Part of the energy of the impact between dust grain and instrument target is transformed into heat, but it is unclear to what extent this alters the cometary grains. For COSIMA, even if all of the kinetic energy from the impact was transformed into heat, the grains would only heat up by about 5°C. We are therefore optimistic to collect pristine cometary matter, but even so, a room temperature environment is also a pretty tough environment for icy grains caught on flight. The crashed grains will be identified in the snapshots of the COSIMA microscope and selected grains will be analysed with the secondary ion mass spectrometer to reveal the composition of the grains, which will tell us about the composition of the primordial matter from the early Solar System. Presently, we only have experienced this scenario in our laboratory environment, but from the end of August onwards, we are looking forward to studying this for real.

Rosetta's instruments. Credit: ESA/ATG medialab

Rosetta’s instruments. Credit: ESA/ATG medialab

During this first commissioning phase I realised again, how impressive the flexibility of ESA and the COSIMA team is: one can adapt the flight software of an instrument built more than 10 years ago to new tasks in a very professional way. The only prerequisite are thorough tests with the COSIMA ground reference model to catch even very minor bugs in the instrument’s new flight software, well in advance. After all, we do not want to report on the detection of a software bug just in time for Philae’s landing on the comet nucleus in November.

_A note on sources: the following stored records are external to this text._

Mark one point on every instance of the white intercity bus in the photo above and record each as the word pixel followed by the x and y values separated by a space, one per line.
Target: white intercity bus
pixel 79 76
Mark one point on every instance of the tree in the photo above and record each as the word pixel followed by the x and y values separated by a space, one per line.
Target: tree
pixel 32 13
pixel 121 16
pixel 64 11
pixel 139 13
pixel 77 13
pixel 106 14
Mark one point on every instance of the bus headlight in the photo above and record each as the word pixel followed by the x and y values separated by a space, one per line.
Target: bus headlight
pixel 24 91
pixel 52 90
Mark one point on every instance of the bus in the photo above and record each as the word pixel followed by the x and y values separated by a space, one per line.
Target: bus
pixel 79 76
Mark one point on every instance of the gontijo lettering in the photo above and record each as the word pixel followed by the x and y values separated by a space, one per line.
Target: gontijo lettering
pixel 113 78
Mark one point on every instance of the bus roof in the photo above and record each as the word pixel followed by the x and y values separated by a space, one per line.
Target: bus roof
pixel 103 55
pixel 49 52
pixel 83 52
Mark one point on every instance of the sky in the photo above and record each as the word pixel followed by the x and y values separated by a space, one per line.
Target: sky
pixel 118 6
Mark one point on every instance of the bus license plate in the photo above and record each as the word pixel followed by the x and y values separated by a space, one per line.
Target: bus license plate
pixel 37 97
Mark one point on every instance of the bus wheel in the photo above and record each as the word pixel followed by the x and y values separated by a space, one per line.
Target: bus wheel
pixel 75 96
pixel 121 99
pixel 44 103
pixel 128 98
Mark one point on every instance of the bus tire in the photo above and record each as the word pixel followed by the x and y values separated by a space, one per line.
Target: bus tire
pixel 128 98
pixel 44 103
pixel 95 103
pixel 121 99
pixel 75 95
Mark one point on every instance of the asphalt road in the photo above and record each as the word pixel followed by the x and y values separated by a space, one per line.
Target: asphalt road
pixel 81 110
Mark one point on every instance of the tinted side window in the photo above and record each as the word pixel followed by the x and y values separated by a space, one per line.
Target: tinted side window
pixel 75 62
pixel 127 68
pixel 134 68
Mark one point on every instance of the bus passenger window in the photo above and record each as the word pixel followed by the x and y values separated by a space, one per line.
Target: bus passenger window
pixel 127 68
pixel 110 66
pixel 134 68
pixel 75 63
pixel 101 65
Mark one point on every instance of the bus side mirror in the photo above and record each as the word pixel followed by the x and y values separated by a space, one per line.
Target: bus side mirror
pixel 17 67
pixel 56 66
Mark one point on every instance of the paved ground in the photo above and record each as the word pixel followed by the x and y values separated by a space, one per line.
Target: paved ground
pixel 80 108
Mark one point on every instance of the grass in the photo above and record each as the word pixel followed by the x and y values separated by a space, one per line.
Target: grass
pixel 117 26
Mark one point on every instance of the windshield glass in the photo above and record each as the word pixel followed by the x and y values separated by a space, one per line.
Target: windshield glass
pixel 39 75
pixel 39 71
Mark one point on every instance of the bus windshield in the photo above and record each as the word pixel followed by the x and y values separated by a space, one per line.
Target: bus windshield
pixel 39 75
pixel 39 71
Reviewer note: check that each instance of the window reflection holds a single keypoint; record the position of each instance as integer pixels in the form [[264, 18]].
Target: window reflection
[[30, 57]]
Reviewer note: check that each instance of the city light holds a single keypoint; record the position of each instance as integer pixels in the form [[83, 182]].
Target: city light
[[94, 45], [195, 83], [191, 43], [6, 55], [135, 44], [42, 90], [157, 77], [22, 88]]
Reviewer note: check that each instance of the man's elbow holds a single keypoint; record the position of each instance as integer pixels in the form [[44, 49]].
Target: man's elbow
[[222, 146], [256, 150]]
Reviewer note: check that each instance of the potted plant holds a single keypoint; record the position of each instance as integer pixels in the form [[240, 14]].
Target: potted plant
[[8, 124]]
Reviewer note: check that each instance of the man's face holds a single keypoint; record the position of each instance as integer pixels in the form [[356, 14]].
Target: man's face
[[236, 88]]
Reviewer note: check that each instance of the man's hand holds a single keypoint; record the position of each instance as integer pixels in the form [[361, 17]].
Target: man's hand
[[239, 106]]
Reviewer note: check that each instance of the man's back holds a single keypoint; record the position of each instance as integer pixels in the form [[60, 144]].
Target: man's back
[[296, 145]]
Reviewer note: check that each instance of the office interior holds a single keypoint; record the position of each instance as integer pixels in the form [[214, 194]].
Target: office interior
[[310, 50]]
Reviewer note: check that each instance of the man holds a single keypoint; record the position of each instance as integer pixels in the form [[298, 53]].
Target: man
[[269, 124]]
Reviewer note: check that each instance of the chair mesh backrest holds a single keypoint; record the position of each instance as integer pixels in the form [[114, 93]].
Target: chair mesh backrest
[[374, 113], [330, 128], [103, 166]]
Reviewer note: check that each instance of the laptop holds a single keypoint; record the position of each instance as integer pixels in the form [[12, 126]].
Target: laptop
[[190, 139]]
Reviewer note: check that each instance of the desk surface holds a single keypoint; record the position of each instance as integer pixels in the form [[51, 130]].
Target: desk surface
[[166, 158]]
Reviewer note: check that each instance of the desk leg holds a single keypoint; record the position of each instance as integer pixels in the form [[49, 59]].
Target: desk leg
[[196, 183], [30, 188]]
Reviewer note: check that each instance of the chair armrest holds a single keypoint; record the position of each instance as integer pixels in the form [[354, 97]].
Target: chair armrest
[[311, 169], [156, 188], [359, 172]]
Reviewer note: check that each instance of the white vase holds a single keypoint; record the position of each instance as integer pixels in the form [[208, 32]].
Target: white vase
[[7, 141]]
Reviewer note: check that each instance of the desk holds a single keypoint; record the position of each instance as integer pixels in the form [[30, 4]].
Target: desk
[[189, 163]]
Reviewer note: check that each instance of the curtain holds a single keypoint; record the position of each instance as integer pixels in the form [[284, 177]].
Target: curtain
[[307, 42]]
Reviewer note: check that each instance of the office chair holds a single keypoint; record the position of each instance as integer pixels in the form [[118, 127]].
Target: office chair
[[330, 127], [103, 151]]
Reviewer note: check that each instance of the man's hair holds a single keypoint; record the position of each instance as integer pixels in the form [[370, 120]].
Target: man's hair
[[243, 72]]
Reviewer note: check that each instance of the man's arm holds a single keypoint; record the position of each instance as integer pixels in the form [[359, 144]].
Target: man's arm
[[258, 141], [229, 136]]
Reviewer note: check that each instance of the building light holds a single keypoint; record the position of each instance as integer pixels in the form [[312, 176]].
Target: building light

Early in April we uploaded this new software, and after switching the COSIMA instrument off and then back on, our previous tests proved successful and COSIMA was up and running with a fresh memory. All that takes a lot of time, not only the preparation of operation tasks mentioned already, but the travel time of the telemetry data. On their way to or from the spacecraft these data travel about 40 minutes through the inner Solar System. Therefore we had to be quite patient in these last days and there was no way for last minute reshuffling as we were used to from our daily laboratory work.

On the other hand, for possible future space missions to comets, we can dream about 3D printers that could even add new functionalities to the instrument hardware – and not just to the software!

But for the Rosetta mission to comet 67P/CG, COSIMA is well equipped for the tasks to come.